A week ago, when we explained the historical badness of the Washington Wizards, we were on solid mathematical and historical ground. The team was on pace to become one of the very worst teams ever; if you squinted into the police cruiser spotlight, as you no doubt have done at least once in the last year, they had an outside chance at being the very worst. If you watched them play, the case only became more convincing.
But because these are the Wizards, they couldn't even get the stink right. And because we want to be fair (this is a lie; we never want to be fair), we must now note that the Wiz are on a rare-for-them three-game winning streak during which they have lowered their margin of defeat to a terrible but not hideous 13.8 points per game, and now cannot finish with the worst record in NBA history. In fact, their 119-102 win over Brooklyn Wednesday night was their second-most decisive victory of the season, a celebration of sorts after the already completely forgotten deal that sent Kyle Kuzma to Milwaukee for Khris Middleton, an athletic rookie, and a pick swap.

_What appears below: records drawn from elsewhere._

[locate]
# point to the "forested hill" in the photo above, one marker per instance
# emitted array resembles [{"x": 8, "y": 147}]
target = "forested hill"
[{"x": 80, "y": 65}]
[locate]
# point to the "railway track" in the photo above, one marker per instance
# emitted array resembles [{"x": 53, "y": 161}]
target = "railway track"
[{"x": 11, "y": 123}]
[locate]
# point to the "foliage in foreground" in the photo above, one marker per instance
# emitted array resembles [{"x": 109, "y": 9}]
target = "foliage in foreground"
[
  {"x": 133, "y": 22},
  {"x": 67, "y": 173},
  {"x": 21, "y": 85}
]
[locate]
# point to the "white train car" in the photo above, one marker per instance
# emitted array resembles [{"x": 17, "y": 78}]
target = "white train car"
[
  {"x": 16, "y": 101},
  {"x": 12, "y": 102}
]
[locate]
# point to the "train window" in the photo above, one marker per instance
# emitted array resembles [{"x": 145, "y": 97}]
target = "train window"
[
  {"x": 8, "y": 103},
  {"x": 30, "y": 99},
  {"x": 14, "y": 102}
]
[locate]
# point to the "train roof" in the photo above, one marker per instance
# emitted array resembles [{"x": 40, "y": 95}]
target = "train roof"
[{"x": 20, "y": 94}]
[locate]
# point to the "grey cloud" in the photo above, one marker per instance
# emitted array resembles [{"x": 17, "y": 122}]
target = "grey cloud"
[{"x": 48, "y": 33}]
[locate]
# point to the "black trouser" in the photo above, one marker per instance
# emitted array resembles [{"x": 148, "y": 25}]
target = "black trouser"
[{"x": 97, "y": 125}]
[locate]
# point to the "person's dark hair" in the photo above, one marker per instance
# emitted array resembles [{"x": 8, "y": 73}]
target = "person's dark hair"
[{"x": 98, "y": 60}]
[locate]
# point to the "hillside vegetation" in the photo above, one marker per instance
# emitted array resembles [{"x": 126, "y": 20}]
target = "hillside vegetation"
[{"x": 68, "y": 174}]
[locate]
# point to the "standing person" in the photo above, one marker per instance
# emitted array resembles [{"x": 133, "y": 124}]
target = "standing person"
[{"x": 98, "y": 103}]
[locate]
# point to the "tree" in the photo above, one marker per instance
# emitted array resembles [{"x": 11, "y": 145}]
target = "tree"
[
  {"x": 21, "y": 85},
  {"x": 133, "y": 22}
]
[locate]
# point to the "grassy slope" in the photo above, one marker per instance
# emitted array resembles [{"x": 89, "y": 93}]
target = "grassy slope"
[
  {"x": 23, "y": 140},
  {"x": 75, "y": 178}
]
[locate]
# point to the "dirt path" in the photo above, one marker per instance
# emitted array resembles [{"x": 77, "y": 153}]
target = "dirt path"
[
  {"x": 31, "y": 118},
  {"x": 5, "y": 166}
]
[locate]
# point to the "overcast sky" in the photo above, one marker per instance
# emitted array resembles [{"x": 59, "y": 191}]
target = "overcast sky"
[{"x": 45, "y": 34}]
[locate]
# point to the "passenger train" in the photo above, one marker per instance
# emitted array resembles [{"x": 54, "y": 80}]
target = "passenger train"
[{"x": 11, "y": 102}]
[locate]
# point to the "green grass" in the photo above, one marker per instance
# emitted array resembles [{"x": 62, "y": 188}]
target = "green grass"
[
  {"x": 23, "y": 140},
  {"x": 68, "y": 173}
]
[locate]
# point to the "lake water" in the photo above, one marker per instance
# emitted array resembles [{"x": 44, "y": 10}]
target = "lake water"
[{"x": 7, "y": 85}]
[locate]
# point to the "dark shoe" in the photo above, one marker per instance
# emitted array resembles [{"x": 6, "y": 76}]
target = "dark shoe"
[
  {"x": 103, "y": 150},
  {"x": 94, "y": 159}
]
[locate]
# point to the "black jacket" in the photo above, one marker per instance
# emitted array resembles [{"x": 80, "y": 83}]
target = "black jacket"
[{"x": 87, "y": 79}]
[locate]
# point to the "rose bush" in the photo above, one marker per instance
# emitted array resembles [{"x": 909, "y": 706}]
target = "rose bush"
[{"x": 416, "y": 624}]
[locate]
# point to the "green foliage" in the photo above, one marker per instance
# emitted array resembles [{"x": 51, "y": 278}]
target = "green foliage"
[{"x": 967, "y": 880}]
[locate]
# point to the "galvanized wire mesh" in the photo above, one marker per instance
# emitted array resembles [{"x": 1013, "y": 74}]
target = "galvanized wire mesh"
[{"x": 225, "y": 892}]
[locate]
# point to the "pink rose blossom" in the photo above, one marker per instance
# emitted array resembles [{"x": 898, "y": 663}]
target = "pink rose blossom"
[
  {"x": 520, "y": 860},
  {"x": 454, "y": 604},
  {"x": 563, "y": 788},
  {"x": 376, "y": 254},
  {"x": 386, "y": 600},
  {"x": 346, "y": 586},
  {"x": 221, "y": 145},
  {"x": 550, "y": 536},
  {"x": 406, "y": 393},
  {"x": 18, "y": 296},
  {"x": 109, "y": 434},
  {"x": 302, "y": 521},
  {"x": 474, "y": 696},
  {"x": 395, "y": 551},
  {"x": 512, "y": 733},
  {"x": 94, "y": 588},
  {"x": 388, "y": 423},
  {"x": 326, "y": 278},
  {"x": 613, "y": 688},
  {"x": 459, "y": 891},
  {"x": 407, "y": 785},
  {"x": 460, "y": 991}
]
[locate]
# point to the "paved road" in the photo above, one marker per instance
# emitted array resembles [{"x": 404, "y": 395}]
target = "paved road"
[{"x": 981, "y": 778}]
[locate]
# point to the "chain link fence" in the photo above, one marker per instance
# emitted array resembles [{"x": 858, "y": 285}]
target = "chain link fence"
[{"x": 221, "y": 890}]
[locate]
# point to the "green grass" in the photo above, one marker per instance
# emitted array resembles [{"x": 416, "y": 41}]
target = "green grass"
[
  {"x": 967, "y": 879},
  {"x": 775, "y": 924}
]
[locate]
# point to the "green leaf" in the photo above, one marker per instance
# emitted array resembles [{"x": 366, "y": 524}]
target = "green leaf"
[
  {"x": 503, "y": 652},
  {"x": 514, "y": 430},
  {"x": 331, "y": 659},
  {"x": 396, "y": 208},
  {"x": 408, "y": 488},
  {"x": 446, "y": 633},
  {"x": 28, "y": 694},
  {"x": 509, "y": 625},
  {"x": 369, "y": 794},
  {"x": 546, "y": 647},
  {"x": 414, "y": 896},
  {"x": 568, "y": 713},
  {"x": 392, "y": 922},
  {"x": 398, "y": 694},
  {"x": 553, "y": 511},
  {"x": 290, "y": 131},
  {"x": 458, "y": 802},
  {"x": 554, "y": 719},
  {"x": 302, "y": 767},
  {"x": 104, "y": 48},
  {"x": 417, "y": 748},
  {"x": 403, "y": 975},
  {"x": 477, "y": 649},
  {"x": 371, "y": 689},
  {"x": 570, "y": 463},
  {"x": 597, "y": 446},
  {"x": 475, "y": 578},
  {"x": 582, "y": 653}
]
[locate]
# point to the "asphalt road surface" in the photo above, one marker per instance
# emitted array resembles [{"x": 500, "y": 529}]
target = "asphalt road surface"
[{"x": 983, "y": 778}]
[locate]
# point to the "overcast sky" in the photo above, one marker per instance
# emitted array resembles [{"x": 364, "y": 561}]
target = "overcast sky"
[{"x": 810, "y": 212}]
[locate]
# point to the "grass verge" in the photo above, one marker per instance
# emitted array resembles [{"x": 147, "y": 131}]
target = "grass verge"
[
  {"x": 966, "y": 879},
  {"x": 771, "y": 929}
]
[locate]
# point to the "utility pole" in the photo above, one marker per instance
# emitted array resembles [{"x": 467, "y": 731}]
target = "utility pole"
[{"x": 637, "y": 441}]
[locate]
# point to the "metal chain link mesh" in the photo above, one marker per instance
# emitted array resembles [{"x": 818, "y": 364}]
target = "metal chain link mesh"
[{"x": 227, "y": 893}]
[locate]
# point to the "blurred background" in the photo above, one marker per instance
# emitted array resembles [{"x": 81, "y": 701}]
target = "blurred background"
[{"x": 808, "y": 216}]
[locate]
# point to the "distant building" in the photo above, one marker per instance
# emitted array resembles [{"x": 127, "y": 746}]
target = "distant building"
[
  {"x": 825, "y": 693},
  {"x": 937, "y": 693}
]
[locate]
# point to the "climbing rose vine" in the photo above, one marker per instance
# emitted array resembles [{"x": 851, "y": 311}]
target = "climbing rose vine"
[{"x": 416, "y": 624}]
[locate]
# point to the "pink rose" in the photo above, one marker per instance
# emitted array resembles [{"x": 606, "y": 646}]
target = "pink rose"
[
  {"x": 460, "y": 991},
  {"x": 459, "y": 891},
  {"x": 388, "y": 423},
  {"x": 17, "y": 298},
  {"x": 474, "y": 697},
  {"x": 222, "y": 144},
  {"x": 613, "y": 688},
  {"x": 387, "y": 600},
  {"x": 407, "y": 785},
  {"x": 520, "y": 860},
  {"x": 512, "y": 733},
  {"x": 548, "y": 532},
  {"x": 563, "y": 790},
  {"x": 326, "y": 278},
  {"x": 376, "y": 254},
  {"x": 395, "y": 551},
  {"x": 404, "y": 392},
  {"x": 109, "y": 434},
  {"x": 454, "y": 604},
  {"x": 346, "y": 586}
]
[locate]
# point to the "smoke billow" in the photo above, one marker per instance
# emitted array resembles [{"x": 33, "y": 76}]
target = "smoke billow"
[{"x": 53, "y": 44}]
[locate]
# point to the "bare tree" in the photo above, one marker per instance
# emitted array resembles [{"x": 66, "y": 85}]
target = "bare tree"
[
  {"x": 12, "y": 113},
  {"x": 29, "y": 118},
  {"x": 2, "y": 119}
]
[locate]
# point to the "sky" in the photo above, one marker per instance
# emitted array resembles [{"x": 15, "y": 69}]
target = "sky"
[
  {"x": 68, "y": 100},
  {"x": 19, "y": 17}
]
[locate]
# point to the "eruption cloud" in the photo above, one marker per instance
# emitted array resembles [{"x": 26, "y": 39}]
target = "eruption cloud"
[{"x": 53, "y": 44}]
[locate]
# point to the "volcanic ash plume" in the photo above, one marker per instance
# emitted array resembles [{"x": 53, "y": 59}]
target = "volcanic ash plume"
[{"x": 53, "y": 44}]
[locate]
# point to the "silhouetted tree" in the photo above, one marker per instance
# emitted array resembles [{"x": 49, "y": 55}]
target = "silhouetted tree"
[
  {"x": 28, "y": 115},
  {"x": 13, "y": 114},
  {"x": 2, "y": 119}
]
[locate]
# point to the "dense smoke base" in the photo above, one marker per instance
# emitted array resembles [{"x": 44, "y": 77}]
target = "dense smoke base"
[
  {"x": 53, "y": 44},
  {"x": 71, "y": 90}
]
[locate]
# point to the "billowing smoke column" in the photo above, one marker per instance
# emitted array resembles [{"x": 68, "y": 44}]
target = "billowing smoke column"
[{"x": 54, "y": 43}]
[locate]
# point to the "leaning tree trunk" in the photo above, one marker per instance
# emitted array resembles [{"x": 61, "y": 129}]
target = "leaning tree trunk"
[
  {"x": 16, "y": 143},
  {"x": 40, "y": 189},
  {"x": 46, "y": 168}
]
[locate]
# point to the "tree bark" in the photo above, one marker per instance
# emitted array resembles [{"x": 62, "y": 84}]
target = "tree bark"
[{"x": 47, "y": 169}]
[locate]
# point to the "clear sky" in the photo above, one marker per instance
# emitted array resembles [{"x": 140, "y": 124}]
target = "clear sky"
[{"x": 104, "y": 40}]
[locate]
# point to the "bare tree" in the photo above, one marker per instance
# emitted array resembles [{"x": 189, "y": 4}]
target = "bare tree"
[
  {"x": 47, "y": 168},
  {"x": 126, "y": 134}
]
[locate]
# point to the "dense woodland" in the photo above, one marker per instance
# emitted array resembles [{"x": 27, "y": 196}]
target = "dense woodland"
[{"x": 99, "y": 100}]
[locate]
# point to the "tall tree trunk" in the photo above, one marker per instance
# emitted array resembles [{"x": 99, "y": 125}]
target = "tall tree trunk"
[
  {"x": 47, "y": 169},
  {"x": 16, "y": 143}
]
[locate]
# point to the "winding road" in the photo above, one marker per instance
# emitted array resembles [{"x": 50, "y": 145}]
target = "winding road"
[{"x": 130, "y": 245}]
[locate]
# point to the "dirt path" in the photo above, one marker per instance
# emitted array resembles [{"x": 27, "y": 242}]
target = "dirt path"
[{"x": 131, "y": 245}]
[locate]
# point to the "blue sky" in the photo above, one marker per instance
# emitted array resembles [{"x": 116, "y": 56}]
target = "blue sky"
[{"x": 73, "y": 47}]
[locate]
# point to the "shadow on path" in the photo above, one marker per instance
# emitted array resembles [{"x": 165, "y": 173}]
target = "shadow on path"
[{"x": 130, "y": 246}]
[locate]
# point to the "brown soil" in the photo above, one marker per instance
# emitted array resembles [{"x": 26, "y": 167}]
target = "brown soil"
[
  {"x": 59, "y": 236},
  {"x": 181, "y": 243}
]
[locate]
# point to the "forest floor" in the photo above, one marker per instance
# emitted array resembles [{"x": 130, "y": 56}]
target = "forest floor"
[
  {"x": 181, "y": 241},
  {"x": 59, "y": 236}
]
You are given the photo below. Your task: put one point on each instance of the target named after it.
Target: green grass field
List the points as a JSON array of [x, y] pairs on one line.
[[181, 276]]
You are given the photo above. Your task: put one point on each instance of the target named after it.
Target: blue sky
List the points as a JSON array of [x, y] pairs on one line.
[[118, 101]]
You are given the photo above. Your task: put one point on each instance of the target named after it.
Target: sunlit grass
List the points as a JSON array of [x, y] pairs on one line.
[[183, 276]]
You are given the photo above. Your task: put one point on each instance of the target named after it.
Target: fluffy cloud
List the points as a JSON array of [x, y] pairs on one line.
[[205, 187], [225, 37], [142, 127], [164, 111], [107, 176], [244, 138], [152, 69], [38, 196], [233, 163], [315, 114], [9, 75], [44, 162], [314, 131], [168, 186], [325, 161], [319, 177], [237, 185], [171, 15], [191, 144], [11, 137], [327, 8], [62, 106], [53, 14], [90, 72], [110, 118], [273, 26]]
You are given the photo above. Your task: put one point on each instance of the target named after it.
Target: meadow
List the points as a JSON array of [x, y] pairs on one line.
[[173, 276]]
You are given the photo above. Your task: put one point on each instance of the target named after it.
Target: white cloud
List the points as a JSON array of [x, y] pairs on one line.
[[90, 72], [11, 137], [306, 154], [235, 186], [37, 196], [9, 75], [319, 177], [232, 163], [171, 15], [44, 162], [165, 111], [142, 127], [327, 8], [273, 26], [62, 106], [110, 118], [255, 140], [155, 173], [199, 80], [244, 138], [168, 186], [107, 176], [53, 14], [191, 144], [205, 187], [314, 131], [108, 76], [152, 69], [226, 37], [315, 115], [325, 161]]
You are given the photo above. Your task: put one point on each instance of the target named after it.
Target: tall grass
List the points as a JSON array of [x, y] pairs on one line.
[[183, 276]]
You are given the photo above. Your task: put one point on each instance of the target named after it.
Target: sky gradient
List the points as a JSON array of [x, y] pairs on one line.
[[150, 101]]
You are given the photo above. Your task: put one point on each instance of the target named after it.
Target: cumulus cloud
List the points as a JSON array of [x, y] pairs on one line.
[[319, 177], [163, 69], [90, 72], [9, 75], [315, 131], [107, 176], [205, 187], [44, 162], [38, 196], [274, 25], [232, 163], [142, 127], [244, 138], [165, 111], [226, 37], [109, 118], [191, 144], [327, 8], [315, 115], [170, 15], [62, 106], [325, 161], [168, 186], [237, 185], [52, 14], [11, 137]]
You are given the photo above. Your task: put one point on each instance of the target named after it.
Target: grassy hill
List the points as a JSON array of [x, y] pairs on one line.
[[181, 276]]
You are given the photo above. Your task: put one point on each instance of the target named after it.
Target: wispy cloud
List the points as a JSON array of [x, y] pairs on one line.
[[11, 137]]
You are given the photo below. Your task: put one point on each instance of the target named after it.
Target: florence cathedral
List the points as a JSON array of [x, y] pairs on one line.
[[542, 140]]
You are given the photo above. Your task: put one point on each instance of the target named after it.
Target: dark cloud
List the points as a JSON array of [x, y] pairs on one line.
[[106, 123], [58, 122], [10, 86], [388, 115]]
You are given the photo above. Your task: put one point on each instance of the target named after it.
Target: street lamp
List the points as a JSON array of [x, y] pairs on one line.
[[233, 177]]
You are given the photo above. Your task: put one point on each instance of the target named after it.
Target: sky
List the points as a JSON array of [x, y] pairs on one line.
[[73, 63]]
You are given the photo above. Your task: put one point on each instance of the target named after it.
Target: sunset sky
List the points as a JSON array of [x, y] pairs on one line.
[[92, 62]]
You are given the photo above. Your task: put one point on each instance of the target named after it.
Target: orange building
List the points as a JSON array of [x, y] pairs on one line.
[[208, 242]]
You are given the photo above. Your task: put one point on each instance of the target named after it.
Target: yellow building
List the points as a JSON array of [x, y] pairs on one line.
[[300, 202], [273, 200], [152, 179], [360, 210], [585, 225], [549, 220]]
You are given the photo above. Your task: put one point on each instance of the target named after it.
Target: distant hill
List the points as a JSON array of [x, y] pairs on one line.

Of course the Wizards could suddenly remember who they are supposed to be and have mostly been to this point, and instantly revert to their previous lack of form, but there’s no reason to care any more. People remember the worst thing ever in any category, but the third worst? Seventh-worst? Feh. People remember Sixers GM San Hinkie for creating the lose-on-purpose management tactic that tried to ennoble turbo-losing, and to a lesser extent for writing obnoxious memos about it. People remember the 1973 76ers for going 9-73. People remember the most shameless and futile examples of shameless futility. But this? Did we say feh already? Is there a mega-feh level?
The Wizards as we knew them had a real chance at immortality, at least if you define immortality as being the answer to the question, "Which basketball team sucked the most?" Now, they're as faceless and non-memorable as the '98 Nuggets or '05 Hawks. Even the Pistons of last season, who won a remarkable 14 games, had the grace to sneak in a 28-game losing streak to spark memories. What do the Wizards have? An outside chance to catch Charlotte for 14th place and scotch their lottery odds. To answer the question asked above, there is a mega-feh level, and this is it.
We'd like to show the energy required to pretend that our Wizards breakdown of 10 days ago inspired them, but Michael Winger, Washington’s basketball ops head, isn't on our subscription list. We know that our previous analysis of them provided no visible inspiration. If the team trading four second-rounders and a bench player to the Sixers for Reggie Jackson and a 2026 draft pick earlier today is a coded message to us from Washington’s front office, we can’t crack it.
Either way, those three victories over the wobbly Timberwolves and traditionally intolerable Hornets and Nets had no business happening. They were a dusting of success on a bed of failure, and the only thing the Wiz have actually done with those wins is risk diminishing their chances at securing the first pick in the draft. Not even Wizards fans, who are so used to their news being bad, want that kind of good news.
But they did it anyway, and since we gleefully kneed them netherward after each of their 16-game losing streaks, it is only right to take note of it when they do something even less likely, like win three straight. Not happily, mind you; they'd still be more fun as a landmark of futility than as just another crummy team in an era of crummy teams. We wanted more than this for the Wizards. And when we say more, we obviously mean less.
But they are who they are, though, and their decades of anonymity happened for a reason. This is just the latest manifestation of that reason.